Left to Right: President of the Guyana Gold and Diamond Miners Association, Patrick Harding; Commissioner of the Guyana Geology and Mines Commission, Rickford Vieria; Chairman of the GGGMC Board, Clinton Williams; Chairman of the Guyana Gold Board and Deputy Governor of the Central Bank, Dr. Gobin Ganga; Minister of Natural Resources, Robert Persaud; Permanent Secretary of the Ministry of Natural Resources, Josylyn Mc Kenzie and the General Manager of the Guyana Gold Board.

Deputy Governor of the Bank of Guyana, Dr. Gobin Ganga on Saturday recommended that the country further diversify its agriculture sector and lower the cost of gold production to cushion the impact of the sliding price for the yellow metal.

Ganga made the recommendations against the background that gold exports accounted for 50 percent of Guyana’s foreign revenue in 2013.

With gold now selling at just over US$1,200 per ounce compared to about US$1,700 during early last year, Ganga said efforts would have to be made to earn more foreign exchange from the agriculture sector. “We need to do far more. We need to be very much more efficient in terms of agriculture because our potential really lies in agriculture and we do have the capacity to ensure not only rice and sugar but from non-traditional exports and we can also do very much in forestry to ensure that we have an increased enhanced export earnings and will be a tremendous good to the economy,” he told Demerara Waves Online News (www.demwaves.com).

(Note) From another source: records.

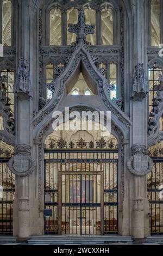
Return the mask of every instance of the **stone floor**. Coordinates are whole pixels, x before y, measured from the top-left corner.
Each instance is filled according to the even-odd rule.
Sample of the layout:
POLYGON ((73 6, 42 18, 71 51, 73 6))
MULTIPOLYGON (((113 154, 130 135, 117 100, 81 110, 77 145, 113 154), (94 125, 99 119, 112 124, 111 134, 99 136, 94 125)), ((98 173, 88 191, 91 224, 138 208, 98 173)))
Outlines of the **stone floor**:
POLYGON ((1 245, 163 245, 163 236, 152 236, 145 241, 133 240, 131 236, 33 236, 26 242, 17 242, 11 237, 0 236, 1 245), (4 237, 3 239, 3 237, 4 237), (4 239, 7 241, 5 241, 4 239))

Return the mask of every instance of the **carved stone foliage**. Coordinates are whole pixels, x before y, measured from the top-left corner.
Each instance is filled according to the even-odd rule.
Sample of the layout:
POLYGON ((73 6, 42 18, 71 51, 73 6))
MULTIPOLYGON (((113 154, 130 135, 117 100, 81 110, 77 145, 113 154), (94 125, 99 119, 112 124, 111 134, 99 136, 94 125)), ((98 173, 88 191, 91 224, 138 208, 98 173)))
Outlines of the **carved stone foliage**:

Noting that gold was at one time selling as low as US$600 per ounce, he said miners would have to invest in technologies and find other means of lowering cost of production while increasing output. “The miners are involved in technology to increase production and productivity and that will benefit tremendously. It is not so much the high price but it’s your ability to compete and your ability to produce at a lower cost that will provide for enhanced export earnings and profitability for the miners to encourage them to be in the sector,” he said.

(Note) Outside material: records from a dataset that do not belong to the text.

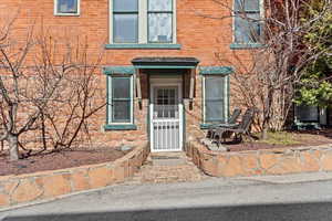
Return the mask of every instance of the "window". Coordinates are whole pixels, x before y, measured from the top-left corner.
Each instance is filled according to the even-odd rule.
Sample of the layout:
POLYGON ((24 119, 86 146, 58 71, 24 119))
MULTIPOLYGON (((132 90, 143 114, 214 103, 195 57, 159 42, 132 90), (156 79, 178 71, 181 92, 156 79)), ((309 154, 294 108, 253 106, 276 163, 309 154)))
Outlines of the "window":
POLYGON ((148 42, 170 43, 173 38, 172 0, 148 0, 148 42))
POLYGON ((111 43, 175 43, 175 0, 110 0, 111 43))
POLYGON ((138 42, 138 0, 114 0, 114 43, 138 42))
POLYGON ((319 115, 317 106, 295 105, 295 119, 299 122, 319 122, 319 115))
POLYGON ((133 124, 133 76, 107 77, 107 124, 133 124))
POLYGON ((204 76, 204 123, 227 122, 228 82, 228 76, 204 76))
POLYGON ((259 43, 261 35, 260 0, 235 0, 234 41, 259 43))
POLYGON ((58 15, 79 15, 80 0, 55 0, 54 13, 58 15))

Gold price plummeted from US$1,673.75 in January to US$1,204 at the end of December 2013, resulting in a loss of almost US$452 per ounce. He reported that there were also118 price increase for gold ranging from 25 US cents to US$64.50 but 131 reductions from 25 US cents to US$140.50 cents during 2013.

With fuel being a major input in the mining sector, the Deputy Central Bank Governor said there was no need to worry if the price of oil remained in the range of US$75 to US$95 per barrel. He forecast that shifts towards green energy would impact significantly in the medium to long term. He said Guyana’s foreign reserves were equivalent to about 4.2 months of imports.

Citing latest available figures, Ganga told an appreciation event for new appointments at the Guyana Geology and Mines Commission (GGMC) and record gold declarations that gold exports 482,500 ounces raked in UDS$848 million or about 50 percent of the country’s export revenue for 2013. “It was a very, very good stabilising factor in the Guyanese economy providing the wherewithal for relatively stable exchange rate and also for lower inflation in the economy,” said Ganga who spoke at the event in his capacity as Chairman of the Guyana Gold Board. Gold exports of 455,000 ounces earned US$717 million in 2012.

The GGB Chairman said that gold declaration last year increased by about 10 percent to 481,000 ounces in 2013 up from 438,000 in 2012.

In brief remarks, Minister of Natural Resources Robert Persaud sounded an appeal for all gold produced to be declared rather than smuggled. “I want to challenge everyone as we get into full production that we seek to declare every single ounce of gold that is produced in this country because we continue to receive reports within the Guyanese community and even our allies outside of Guyana about reports and allegations of smuggling,” he said.

More than one year ago, a huge quantity of gold was stolen from aboard a Guyanese cargo ship that had been docked in Curacao. Guyanese authorities had said that there was no credible evidence that the gold had come from this country.

There are also unconfirmed but repeated reports that huge quantities of Guyanese gold are smuggled to neighbouring Suriname where the total taxes are lower compared to those levied by Guyana.